With the release of SNMPCollector 2.0, we were quick to implement the probe due to the new features and support for network devices. However, as with most releases of the probe, it was more complicated and bug ridden than the documentation let on.
Noteable Bugs: The probe does not work on Tunneled HUBS with robots attached. When configuring the probe you get a 'MONS-002' error and are unable to save the templates, thus not able to monitor anything.
Templating: While the templating process seems to introduce new features, it's a rather complicated process to configure alarms. Features like being able to specify the alert messages are now gone and you get generic messages that are sometimes hard to decode for those that haven't memorized OID values. You are also unable to specify the sampling count and rearm.

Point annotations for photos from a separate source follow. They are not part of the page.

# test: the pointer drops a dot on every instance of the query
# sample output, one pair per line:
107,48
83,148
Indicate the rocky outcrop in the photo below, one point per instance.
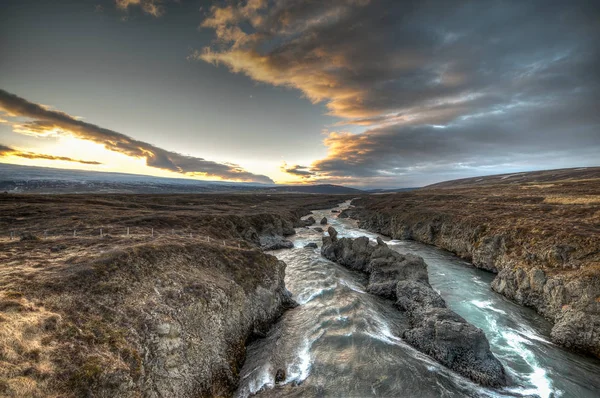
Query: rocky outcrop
156,320
305,222
434,329
274,242
552,278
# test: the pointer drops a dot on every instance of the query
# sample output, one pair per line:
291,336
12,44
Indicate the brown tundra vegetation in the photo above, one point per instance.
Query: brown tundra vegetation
539,231
131,315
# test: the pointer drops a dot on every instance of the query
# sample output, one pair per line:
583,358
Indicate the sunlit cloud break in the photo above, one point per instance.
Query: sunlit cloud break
44,120
474,87
6,151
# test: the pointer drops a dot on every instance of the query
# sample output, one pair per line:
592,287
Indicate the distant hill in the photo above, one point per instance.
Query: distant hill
29,179
390,190
531,177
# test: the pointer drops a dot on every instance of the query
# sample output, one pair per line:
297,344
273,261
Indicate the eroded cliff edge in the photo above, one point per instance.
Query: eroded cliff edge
542,239
433,328
166,313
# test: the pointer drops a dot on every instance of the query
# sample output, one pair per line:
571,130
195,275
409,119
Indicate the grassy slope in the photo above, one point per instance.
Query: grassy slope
76,314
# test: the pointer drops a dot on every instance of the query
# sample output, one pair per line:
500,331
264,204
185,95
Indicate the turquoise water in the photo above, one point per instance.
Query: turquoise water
342,341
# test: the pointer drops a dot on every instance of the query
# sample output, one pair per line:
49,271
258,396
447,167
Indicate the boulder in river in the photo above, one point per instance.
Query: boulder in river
451,340
305,223
274,242
434,329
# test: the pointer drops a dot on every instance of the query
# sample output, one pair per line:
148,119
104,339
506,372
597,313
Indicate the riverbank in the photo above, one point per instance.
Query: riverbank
148,306
540,235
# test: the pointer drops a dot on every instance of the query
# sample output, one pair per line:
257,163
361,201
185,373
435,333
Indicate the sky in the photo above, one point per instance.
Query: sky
363,93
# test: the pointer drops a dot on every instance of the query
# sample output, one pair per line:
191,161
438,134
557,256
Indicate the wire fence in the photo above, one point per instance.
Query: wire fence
107,232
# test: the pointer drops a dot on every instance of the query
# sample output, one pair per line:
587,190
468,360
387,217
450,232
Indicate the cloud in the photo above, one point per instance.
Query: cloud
297,170
46,121
7,151
442,87
152,7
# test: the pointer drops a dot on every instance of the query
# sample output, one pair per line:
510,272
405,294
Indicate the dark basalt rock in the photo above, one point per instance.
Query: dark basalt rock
434,329
279,376
26,236
305,223
274,242
448,338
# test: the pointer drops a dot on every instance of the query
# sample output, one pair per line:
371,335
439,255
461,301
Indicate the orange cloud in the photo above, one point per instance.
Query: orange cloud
51,122
7,151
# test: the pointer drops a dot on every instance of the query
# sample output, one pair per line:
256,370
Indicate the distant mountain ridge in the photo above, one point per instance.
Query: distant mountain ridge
32,179
526,177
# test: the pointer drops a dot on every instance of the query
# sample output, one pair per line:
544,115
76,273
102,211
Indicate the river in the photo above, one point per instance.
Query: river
340,341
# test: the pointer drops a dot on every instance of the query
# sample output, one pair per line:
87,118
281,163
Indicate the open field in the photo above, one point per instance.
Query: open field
539,231
123,315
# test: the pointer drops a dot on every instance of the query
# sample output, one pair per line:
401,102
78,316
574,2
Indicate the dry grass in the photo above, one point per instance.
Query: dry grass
572,200
548,219
26,368
68,305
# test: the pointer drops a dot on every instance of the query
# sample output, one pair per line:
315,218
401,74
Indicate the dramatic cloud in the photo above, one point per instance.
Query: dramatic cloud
7,151
444,85
152,7
297,170
45,122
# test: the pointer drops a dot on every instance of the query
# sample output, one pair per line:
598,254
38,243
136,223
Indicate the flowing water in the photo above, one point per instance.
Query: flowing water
341,341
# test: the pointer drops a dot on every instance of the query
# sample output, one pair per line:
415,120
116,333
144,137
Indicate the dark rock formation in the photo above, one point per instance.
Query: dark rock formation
305,223
447,337
434,329
26,236
274,242
279,376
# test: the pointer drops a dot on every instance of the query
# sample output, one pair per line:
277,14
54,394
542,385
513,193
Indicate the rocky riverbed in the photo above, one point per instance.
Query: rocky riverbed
539,234
433,328
166,311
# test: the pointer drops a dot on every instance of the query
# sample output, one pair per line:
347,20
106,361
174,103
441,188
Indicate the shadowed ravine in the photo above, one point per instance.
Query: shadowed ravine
341,342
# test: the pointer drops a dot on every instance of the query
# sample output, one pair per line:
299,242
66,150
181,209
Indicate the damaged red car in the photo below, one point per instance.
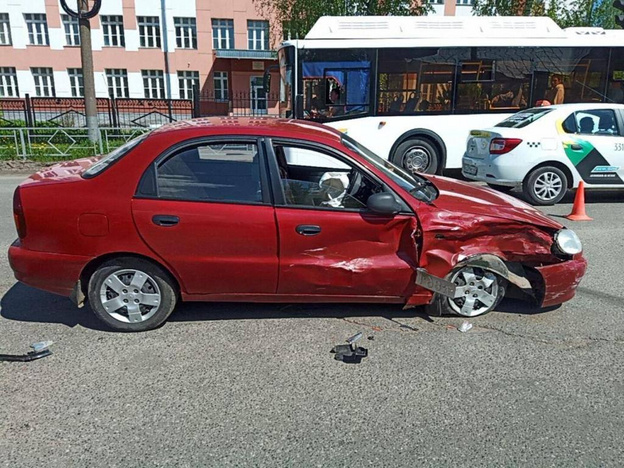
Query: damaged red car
268,210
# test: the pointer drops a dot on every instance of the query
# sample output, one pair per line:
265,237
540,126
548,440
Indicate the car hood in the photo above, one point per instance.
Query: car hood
461,197
63,172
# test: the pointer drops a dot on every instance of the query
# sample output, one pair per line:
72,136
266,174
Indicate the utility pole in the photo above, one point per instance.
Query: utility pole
86,56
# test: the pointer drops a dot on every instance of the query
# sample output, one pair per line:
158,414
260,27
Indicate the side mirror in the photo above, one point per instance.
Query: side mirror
383,203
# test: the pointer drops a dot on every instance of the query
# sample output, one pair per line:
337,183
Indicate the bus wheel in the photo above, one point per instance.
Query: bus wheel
417,155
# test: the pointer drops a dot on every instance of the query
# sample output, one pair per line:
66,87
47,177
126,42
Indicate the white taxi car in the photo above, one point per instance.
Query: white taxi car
548,150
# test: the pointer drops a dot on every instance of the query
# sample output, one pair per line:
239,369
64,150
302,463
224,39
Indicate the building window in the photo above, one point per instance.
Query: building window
187,81
72,30
186,33
112,27
8,82
153,84
5,29
222,34
258,35
37,28
117,79
149,31
76,81
221,86
44,82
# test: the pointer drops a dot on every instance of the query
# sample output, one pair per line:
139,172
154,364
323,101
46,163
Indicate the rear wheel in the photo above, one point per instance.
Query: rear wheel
545,185
131,295
417,155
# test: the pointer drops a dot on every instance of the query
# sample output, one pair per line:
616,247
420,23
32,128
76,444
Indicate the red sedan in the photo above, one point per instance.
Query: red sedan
267,210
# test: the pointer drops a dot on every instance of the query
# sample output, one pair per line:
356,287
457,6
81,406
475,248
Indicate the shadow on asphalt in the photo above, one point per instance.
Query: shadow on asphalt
25,304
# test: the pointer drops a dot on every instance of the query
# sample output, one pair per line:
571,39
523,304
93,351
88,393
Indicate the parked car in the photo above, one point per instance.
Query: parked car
548,150
261,210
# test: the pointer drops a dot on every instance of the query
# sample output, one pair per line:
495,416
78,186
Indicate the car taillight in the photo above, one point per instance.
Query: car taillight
18,214
503,145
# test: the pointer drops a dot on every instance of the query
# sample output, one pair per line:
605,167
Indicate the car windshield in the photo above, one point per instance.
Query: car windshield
112,157
419,187
524,118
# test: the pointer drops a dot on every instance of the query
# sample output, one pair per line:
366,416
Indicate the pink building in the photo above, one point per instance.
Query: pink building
220,45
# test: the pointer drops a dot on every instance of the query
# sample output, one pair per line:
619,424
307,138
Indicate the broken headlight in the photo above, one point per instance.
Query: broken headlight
567,242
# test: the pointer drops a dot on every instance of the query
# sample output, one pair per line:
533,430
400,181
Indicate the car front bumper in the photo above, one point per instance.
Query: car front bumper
56,273
561,280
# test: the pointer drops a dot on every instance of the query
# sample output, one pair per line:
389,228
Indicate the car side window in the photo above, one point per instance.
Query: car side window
227,172
312,178
592,122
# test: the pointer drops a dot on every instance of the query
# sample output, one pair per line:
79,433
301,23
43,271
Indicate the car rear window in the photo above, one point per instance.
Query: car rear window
111,158
524,118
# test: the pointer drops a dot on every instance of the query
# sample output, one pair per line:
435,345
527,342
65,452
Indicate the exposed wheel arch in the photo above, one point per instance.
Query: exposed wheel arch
559,165
426,134
94,264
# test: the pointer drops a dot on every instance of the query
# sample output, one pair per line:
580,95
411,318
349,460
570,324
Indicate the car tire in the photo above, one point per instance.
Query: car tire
417,155
545,185
500,188
131,295
481,285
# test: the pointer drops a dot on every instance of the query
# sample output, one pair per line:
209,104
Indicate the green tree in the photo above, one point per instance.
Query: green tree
296,17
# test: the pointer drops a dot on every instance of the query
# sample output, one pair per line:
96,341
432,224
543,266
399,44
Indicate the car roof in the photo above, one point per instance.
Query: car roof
269,126
586,106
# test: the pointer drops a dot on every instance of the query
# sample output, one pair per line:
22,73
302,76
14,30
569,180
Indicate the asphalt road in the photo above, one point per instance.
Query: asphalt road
255,385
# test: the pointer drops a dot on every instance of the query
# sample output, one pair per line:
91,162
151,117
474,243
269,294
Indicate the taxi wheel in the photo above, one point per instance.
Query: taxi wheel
130,294
545,185
500,188
417,155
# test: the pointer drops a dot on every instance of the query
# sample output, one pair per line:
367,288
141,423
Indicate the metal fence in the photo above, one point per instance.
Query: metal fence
60,143
130,113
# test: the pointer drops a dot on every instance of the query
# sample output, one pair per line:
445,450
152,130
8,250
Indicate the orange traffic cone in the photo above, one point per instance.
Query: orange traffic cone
578,209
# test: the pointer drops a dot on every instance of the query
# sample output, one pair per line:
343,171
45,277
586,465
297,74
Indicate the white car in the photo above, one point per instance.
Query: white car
548,150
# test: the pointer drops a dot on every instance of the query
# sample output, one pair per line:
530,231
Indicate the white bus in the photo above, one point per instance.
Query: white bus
411,88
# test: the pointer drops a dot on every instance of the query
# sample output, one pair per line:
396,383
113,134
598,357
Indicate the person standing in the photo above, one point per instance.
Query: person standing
556,93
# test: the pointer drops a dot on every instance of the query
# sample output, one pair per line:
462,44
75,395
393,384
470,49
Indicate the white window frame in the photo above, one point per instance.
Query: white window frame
113,30
186,32
37,25
71,26
186,80
222,33
8,82
220,80
5,29
153,84
76,81
149,31
44,81
117,82
257,35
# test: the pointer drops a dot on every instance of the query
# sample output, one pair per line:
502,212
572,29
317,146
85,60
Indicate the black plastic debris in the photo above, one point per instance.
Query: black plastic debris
40,350
350,353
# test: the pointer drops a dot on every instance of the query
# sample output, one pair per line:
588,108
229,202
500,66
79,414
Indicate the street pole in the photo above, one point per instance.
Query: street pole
86,56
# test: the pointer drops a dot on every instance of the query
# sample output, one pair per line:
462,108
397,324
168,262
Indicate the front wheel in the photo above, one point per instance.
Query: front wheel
131,295
417,155
481,291
545,185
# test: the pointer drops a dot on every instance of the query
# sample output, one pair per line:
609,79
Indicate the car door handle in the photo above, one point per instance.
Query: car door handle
165,220
308,229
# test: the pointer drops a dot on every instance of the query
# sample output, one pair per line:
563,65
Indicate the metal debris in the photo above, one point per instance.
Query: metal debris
39,351
350,353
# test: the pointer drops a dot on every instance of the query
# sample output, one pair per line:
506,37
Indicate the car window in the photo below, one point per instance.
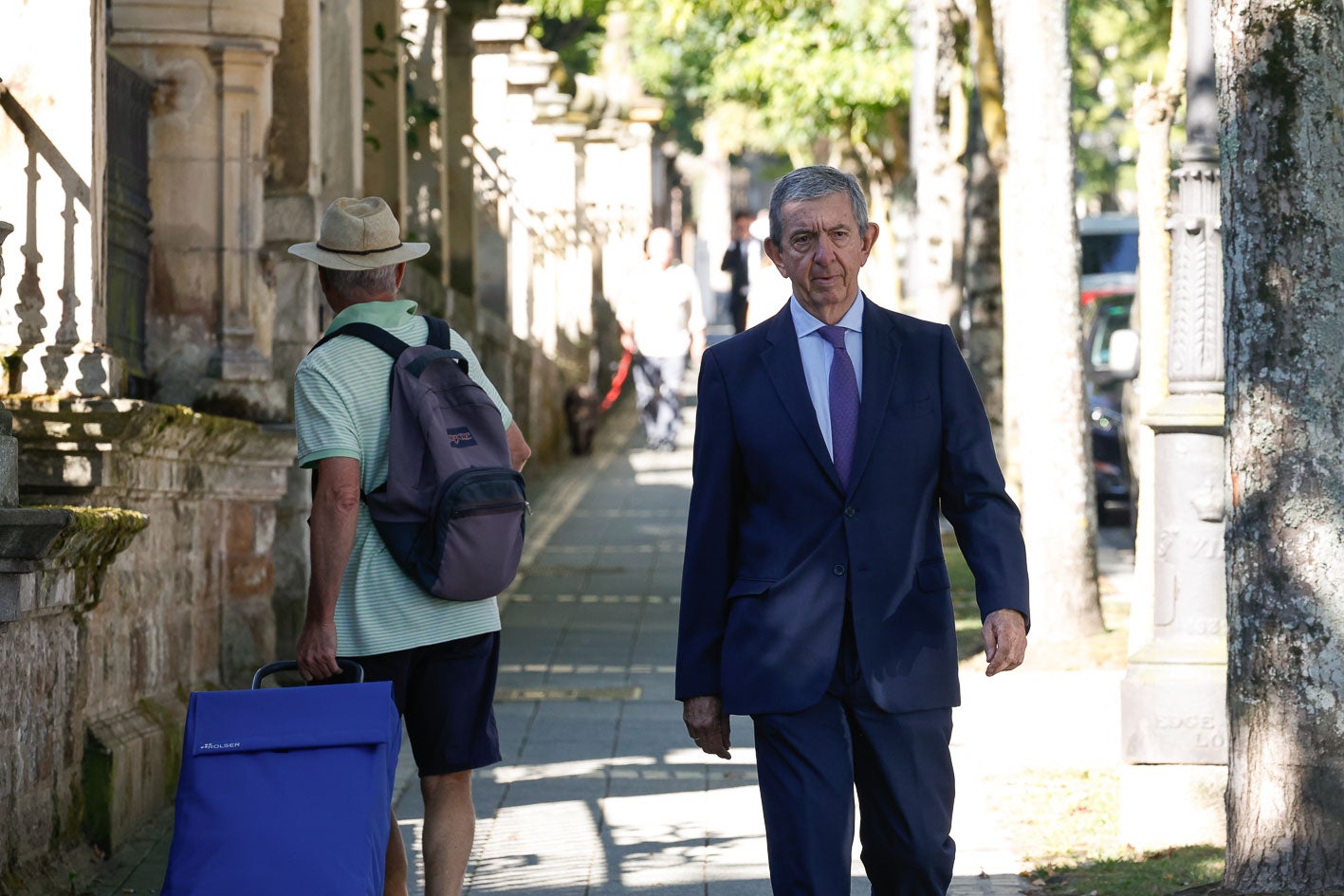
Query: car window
1109,253
1111,319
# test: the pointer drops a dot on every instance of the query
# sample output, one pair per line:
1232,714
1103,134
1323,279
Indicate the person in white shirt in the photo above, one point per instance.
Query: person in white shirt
661,322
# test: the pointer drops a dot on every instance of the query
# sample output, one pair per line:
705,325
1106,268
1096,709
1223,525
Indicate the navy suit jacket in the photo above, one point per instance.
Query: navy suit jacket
773,541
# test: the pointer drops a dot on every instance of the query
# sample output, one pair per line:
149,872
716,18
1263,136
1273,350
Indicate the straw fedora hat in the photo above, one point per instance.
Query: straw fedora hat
359,234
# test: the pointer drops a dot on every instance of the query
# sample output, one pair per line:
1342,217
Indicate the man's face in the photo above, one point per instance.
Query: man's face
821,251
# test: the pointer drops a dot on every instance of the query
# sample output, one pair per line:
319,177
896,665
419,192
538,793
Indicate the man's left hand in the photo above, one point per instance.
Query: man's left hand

Benefits: The new discovery filter is definitely nice for a multily client environment. Also, the new probe is able to monitor many metrics that were unavailable before (ie. interface metrics for SW's, FW's, etc. depending on the versions.)
Does anyone else have any thoughts or want to share their experiences?
Awesome timing as we have been playing around with it ourselves the last couple of days, trying to figure out if we can use it, and if so, how.
The conclusion so far is no, we cant.
Some of my preliminary findings. Keep in mind that it might just be because I don't understand the probe fully yet and haven't figured out how to do a specific thing.
Since we run no monitoring on our primary hub, everything is attempted on remote hub(s).
< /rant >
icmp probe basically have the same problems. I sincerely hope icmp and snmpcollector isn't a sign of a new trend that is starting. If it is, I am worried.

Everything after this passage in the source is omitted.